Unlike Tesla, this company is profiting by the billions every quarter.

Analysts are projecting its stock will surge over 100% higher in the next 12 months.

They aren’t the only experts bullish on it, either.

This stock just earned a perfect score on our proprietary stock-ranking system, and it could be the nail in the coffin for Tesla’s EV reign

This Automaker Is Riding the Lucrative Trend We’ve Been Talking About

The company is Fiat Chrysler Automobiles NV (NYSE: FCAU).

Just like Ford and Toyota, investors easily overlook the company as a player in the EV marketplace. But it’s putting billions of dollars behind its efforts.

In mid-2018, Chrysler announced it was going after Tesla with its new EV plan. Chrysler’s latest EV lineup included a whole swath of EVs to make it out on the market by 2022 – with the company’s brand, Maserati, adding four electric vehicles to its lineup.

The company is also ramping up its efforts on electrifying its other two best-selling brands, Ram and Jeep – investing $4.5 billion into an assembly plant located in Detroit.

And it’s paying off.

Jeep will have at least four new plug-in hybrids within the next few years. And Alfa Romeo, another Chrysler brand, will release a hybrid plug-in supercar, the 8C.

The company is primarily focusing on electrifying its luxury vehicles first, but it’s doubling down on developing battery-based vehicles as well as a broad range of gas, diesel, and hybrid drivetrains too. Chrysler says every Jeep it builds will eventually have a hybrid plug-in as well as a full-electric option.

Plus, Chrysler is eyeing China’s massive auto market for its new EV offerings. China accounts for 50% of the entire EV market. And China’s cost-cutting and EV efficiency rule instated in 2017 provides manufacturers plenty of subsidies and incentives to build plug-in models.

The demand for EVs is only going to continue to increase. But with Chrysler’s extensive plan and its affordable existing electric vehicle, the Fiat 500e, the company will continue to spike in profitability.

In fact, in Q4 2018, Chrysler’s revenue was €29.28 billion ($32.6B) with 6.77% year-over-year growth. However, net income was roughly €1.3 billion ($1.4B) with 61.28% increase year over year.

For the entirety of 2018, Chrysler’s revenue was $133.3 billion with a net income of $3.9 billion.

The company’s EPS estimate by year-end 2018 was $1.17. But by the end of 2019, it’s expected to jump to $3.13. And by 2020, it’s anticipated to reach $3.44. That’s a 144% increase in just two years.

Tesla may get all the hype, but legacy car manufacturers like Chrysler are leading the pack and will completely dominate the EV market. In fact, our Money Morning Stock VQScore™ system won’t even rank Tesla due to its lack of earnings.

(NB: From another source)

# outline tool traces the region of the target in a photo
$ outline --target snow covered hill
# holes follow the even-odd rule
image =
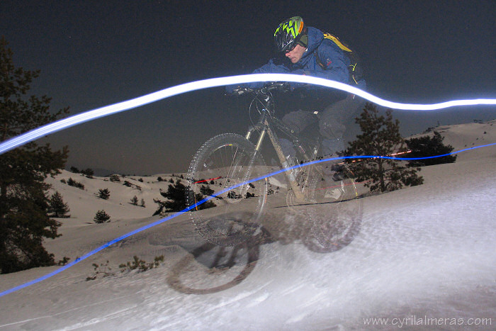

On the other hand, Chrysler has a perfect VQScore of 4.75, marking it as one of the best buys retail investors can make right now with a great dividend yield of 5.29%.

And analysts also agree with our bullish predictions on Chrysler. Morningstar Equity Research projects shares of Chrysler will surge 106% higher over the next 12 months, rocketing from today’s price of $15.48 to nearly $32.